Taylor Stephen J, Clemente Rowan, Allan Kaylee, Brazier Sophie
Research Dietitian, Department of Nutrition and Dietetics, Southmead Hospital, Bristol.
Specialist Dietitian, Department of Nutrition and Dietetics, Southmead Hospital, Bristol.
Br J Nurs. 2017 Aug 10;26(15):876-881. doi: 10.12968/bjon.2017.26.15.876.
Electromagnetic (EM)-guided tube placement has been successfully used to pre-empt lung misplacement, but undetected misplacements continue to occur. The authors conducted an audit to investigate whether official Cortrak or local guidance enabled differentiation of gastrointestinal (GI) from lung traces. X-ray, pH or an EM trace beyond the gastric body were used to independently confirm gastric position. The authors undertook 596 nasointestinal (NI) tube placements, of which 361 were primary GI placements and 41 lung misplacements. Official guidance that in GI traces a midline deviation is absent cannot differentiate GI from lung traces because deviation is common in both. However, when comparing a trace in the same patient, midline deviation during lung misplacement always occurred >18 cm above the horizontal line compared with only 33% of the subsequent GI deviation (p<0.0001). Official guidance could lead to aborted GI placements or undetected lung placements. EM-guided placement must have an expert-led understanding of the 3D trace pattern, artefact correction and appraised practical experience differentiating GI from lung placement. The authors invite Halyard Health to update guidance in view of these findings.

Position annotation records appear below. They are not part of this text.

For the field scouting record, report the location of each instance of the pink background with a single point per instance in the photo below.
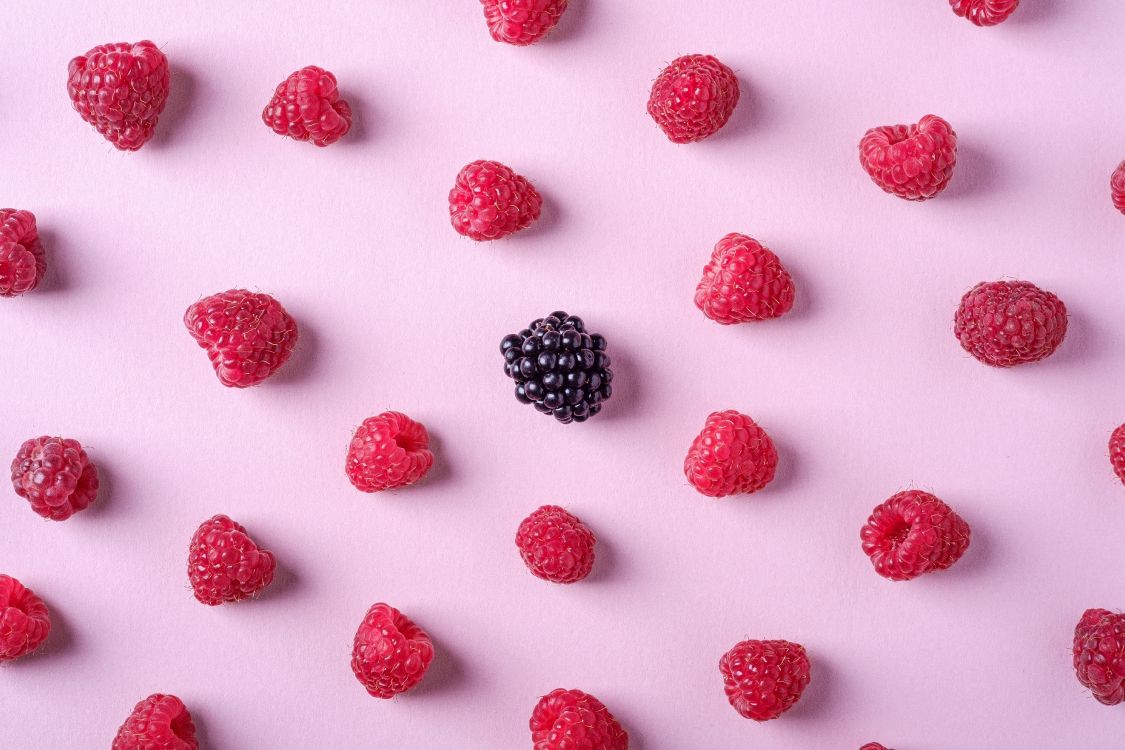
(863, 387)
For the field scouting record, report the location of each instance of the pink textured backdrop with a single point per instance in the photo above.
(863, 387)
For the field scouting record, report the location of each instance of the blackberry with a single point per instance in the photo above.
(559, 368)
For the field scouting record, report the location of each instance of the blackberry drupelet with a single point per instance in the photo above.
(559, 368)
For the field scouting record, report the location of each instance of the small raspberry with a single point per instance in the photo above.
(160, 722)
(731, 455)
(573, 720)
(912, 533)
(307, 106)
(248, 335)
(522, 21)
(489, 201)
(390, 653)
(388, 451)
(693, 98)
(1008, 323)
(914, 162)
(744, 281)
(763, 679)
(120, 90)
(24, 620)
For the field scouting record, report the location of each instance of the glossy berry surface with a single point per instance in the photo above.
(763, 679)
(914, 162)
(573, 720)
(558, 368)
(693, 98)
(120, 89)
(1008, 323)
(307, 106)
(248, 335)
(914, 533)
(390, 653)
(744, 281)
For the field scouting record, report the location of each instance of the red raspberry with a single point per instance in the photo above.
(1008, 323)
(390, 653)
(522, 21)
(23, 261)
(1099, 654)
(388, 451)
(24, 620)
(248, 335)
(744, 281)
(160, 722)
(573, 720)
(763, 679)
(693, 98)
(307, 106)
(910, 161)
(120, 89)
(914, 533)
(489, 201)
(731, 455)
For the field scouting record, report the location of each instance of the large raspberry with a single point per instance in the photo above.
(693, 98)
(730, 455)
(1008, 323)
(910, 161)
(763, 679)
(573, 720)
(390, 653)
(120, 89)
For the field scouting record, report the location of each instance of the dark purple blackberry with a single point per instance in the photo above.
(559, 368)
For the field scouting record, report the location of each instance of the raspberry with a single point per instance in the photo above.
(225, 565)
(573, 720)
(388, 451)
(914, 533)
(120, 90)
(390, 653)
(307, 106)
(763, 679)
(23, 261)
(556, 545)
(1008, 323)
(160, 722)
(1099, 654)
(248, 335)
(744, 281)
(730, 455)
(24, 620)
(489, 201)
(914, 162)
(693, 98)
(522, 21)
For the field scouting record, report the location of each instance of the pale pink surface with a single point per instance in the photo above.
(863, 386)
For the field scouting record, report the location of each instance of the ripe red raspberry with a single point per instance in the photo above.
(248, 335)
(1008, 323)
(522, 21)
(489, 201)
(730, 455)
(120, 89)
(744, 281)
(912, 533)
(573, 720)
(387, 451)
(390, 653)
(160, 722)
(910, 161)
(24, 620)
(693, 98)
(763, 679)
(307, 106)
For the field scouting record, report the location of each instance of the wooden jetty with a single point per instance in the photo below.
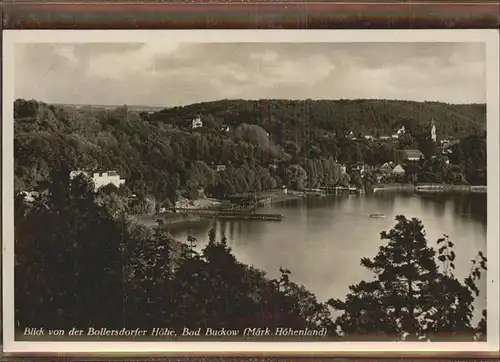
(231, 214)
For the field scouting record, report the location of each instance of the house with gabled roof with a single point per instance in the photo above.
(408, 155)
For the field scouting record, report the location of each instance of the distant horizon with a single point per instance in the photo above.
(175, 73)
(248, 100)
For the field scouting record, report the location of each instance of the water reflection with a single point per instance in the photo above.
(323, 240)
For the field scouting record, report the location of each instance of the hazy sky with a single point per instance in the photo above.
(178, 74)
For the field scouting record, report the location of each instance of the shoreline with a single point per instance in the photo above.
(430, 188)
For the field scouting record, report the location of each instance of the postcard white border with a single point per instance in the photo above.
(489, 37)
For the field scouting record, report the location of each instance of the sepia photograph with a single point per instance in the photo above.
(186, 189)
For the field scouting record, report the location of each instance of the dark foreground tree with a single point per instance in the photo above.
(411, 296)
(68, 253)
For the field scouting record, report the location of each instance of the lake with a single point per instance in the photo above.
(322, 240)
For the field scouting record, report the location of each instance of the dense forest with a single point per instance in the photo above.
(78, 266)
(263, 144)
(81, 262)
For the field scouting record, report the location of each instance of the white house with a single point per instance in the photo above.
(106, 178)
(433, 131)
(399, 170)
(196, 123)
(100, 180)
(30, 196)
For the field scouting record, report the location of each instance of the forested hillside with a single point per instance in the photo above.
(374, 117)
(159, 153)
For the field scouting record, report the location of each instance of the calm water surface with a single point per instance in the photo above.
(322, 240)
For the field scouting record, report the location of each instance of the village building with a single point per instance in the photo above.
(196, 122)
(399, 170)
(385, 168)
(100, 180)
(219, 168)
(408, 155)
(433, 130)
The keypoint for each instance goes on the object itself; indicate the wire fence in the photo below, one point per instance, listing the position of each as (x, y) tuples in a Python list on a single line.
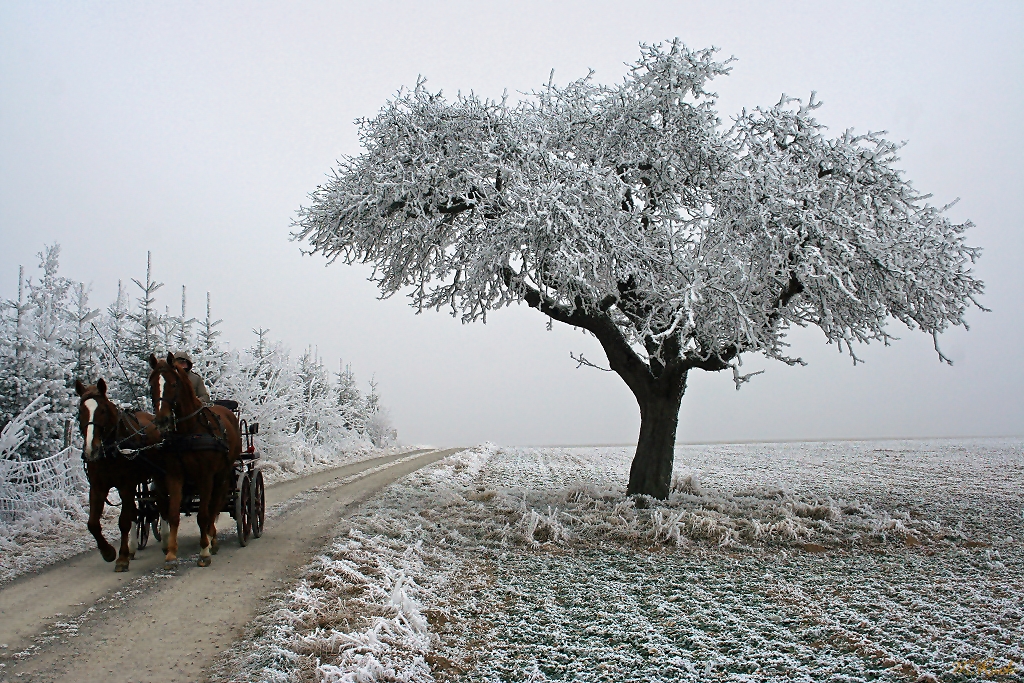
[(29, 486), (32, 485)]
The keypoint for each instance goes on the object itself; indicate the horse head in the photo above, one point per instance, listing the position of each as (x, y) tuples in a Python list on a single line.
[(173, 396), (97, 417)]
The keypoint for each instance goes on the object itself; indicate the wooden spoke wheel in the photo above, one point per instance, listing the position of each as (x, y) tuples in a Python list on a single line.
[(257, 500), (243, 507)]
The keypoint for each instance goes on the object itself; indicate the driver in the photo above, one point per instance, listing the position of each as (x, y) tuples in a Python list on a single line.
[(183, 361)]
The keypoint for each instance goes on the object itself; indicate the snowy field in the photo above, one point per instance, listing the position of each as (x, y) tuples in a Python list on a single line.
[(838, 561), (56, 530)]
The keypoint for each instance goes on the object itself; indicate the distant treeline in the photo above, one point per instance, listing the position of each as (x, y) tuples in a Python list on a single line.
[(50, 335)]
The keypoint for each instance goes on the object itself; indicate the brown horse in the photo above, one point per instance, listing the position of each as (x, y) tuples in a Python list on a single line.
[(201, 444), (109, 434)]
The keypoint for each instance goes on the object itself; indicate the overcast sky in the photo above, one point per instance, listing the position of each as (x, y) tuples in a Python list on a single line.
[(196, 130)]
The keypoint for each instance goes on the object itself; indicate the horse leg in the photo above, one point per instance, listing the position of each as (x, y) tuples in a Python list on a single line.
[(126, 522), (163, 506), (174, 484), (97, 499), (220, 498), (203, 517)]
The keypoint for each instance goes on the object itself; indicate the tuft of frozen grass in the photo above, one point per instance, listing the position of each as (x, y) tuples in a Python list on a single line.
[(854, 561)]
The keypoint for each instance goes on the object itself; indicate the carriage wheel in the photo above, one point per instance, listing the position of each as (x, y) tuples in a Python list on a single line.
[(258, 501), (142, 529), (242, 507)]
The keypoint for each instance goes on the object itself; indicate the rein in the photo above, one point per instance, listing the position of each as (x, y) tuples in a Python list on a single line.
[(221, 442), (114, 446)]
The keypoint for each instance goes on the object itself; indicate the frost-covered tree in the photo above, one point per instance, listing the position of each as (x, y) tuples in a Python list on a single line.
[(348, 397), (632, 212)]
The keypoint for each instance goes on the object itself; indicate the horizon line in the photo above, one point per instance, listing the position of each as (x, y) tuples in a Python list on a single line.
[(759, 440)]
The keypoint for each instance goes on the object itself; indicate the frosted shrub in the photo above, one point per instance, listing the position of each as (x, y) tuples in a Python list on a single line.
[(544, 527)]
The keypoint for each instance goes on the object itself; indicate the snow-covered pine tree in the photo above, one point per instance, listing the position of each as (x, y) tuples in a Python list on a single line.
[(115, 332), (348, 397), (209, 360), (44, 363), (143, 337)]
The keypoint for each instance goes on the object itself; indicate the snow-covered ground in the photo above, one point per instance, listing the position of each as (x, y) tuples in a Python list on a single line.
[(54, 532), (844, 561)]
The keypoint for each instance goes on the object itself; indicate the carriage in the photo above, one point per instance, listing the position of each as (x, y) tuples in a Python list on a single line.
[(246, 502)]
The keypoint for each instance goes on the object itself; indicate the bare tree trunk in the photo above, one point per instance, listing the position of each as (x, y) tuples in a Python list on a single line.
[(650, 473)]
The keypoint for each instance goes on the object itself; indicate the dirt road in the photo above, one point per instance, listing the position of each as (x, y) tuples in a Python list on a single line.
[(79, 621)]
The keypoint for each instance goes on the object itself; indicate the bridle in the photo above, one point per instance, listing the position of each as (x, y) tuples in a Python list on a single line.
[(111, 443), (172, 402)]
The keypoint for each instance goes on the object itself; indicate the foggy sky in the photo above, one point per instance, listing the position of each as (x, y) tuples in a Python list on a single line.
[(196, 130)]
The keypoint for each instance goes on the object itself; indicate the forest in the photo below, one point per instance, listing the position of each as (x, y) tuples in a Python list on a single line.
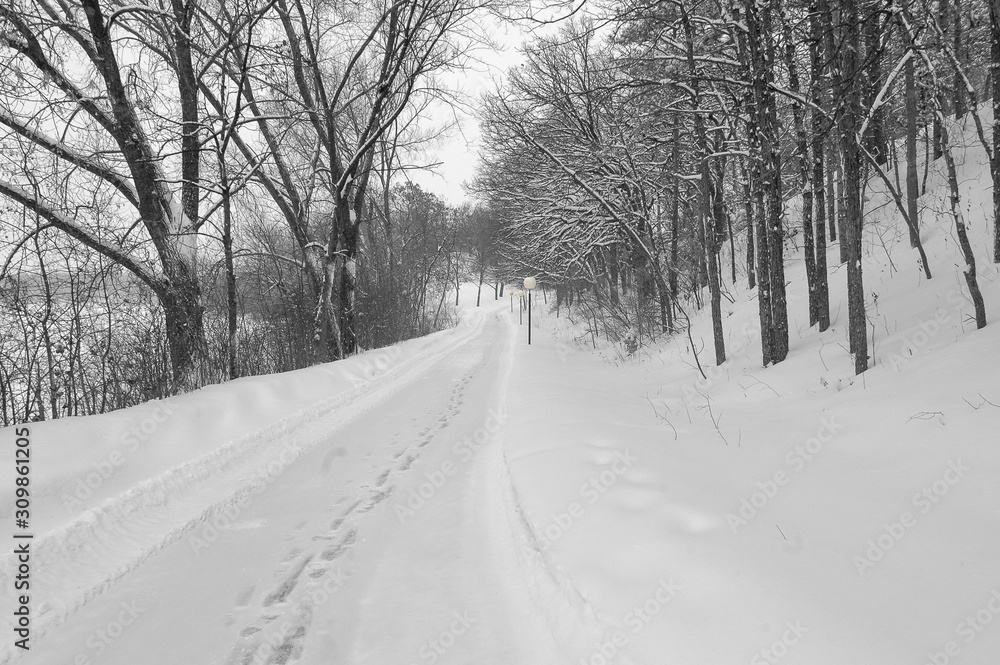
[(197, 190)]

电磁(EM)引导下的导管置入已成功用于预防肺部误置,但仍有未被检测到的误置情况发生。作者进行了一项审计,以调查官方的Cortrak指南或当地指南是否能够区分胃肠道(GI)痕迹与肺部痕迹。使用X射线、pH值或胃体以外的EM痕迹来独立确认胃的位置。作者进行了596次鼻肠(NI)管置入,其中361次为原发性胃肠道置入,41次为肺部误置。官方指南指出胃肠道痕迹不存在中线偏移,但这无法区分胃肠道痕迹与肺部痕迹,因为两者都常见偏移。然而,在比较同一患者的痕迹时,肺部误置时的中线偏移总是发生在水平线以上>18 cm处,而随后的胃肠道偏移只有33%出现这种情况(p<0.0001)。官方指南可能导致胃肠道置入中止或肺部置入未被检测到。EM引导下的置入必须由专家主导,了解三维痕迹模式、伪影校正以及区分胃肠道与肺部置入的实践经验评估。鉴于这些发现,作者邀请Halyard Health更新指南。